What Is a Member of Technical Staff (MTS)? Salary, Roles, and Why AI Labs Are Fighting to Retain Them
What is a Member of Technical Staff? Salary ranges, roles & responsibilities, and how AI labs like Anthropic and OpenAI hire for it.

The Member of Technical Staff role is one of the most loaded titles in AI right now, and the salary range behind it is wider than most people expect.
Earlier in my career, when I was working at Meta, MTS wasn't a title that came up often. A lot has changed since then. Many of the smartest engineers I know now hold MTS titles across frontier labs, AI companies like OpenAI and Anthropic, and research-driven startups. I've watched friends earn these roles, seen candidates target them, and had countless conversations about what the title actually means in practice. As a tech startup founder myself, I've also spent a lot of time thinking about how exceptional technical talent should be hired, evaluated, and empowered, and we've hired engineers into MTS-style roles ourselves.
At many of the most influential AI companies in 2026, MTS is one of the most important technical titles you can hold, and the absence of a rank is often intentional. Understanding why tells you a lot about how modern AI labs are structured, how they think about engineering talent, and why so many ambitious candidates are suddenly targeting these roles.
Where did the MTS title come from, and why did labs revive it?

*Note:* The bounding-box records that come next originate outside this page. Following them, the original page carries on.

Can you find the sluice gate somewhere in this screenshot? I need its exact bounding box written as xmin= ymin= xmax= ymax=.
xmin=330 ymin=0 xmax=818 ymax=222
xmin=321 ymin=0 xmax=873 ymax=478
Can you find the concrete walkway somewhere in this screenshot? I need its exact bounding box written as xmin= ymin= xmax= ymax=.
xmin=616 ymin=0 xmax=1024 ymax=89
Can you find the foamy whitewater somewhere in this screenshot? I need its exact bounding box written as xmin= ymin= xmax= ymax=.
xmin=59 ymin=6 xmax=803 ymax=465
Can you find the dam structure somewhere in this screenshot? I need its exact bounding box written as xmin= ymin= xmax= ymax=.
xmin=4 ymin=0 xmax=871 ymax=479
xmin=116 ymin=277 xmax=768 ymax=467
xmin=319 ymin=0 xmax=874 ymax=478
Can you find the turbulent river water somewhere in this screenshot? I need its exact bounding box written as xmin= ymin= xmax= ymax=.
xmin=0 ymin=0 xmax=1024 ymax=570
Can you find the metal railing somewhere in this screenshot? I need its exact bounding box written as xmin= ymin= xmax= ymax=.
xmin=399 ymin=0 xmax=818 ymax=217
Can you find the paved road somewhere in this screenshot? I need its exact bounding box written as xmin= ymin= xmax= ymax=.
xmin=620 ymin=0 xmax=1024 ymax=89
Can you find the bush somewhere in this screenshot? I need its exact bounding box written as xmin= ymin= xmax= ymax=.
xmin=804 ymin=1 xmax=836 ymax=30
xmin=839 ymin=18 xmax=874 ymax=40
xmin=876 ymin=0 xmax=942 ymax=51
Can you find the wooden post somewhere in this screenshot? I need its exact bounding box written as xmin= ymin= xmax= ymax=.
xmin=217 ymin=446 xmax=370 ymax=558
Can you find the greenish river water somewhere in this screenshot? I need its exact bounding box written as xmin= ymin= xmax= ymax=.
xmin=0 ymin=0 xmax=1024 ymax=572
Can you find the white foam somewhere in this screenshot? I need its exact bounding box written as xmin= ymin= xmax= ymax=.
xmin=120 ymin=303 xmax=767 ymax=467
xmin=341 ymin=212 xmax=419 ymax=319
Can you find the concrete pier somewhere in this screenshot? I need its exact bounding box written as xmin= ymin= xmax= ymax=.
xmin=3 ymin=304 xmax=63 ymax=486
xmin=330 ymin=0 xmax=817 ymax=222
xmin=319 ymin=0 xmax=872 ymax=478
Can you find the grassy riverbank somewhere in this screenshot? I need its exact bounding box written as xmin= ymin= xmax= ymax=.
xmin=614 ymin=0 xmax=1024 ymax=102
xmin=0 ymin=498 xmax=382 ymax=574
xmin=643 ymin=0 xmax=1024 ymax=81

MTS started at Bell Labs in the 20th century, the place that produced the transistor and the laser. The idea was to let people move between research and engineering without a title getting in the way.
Anthropic, OpenAI, and others brought it back for the same reason. Anthropic uses a single "Member of Technical Staff" title with no research-versus-engineering split. The flatness is deliberate. With no level attached, people can work across pre-training, post-training, product, and infra without renegotiating their title every time.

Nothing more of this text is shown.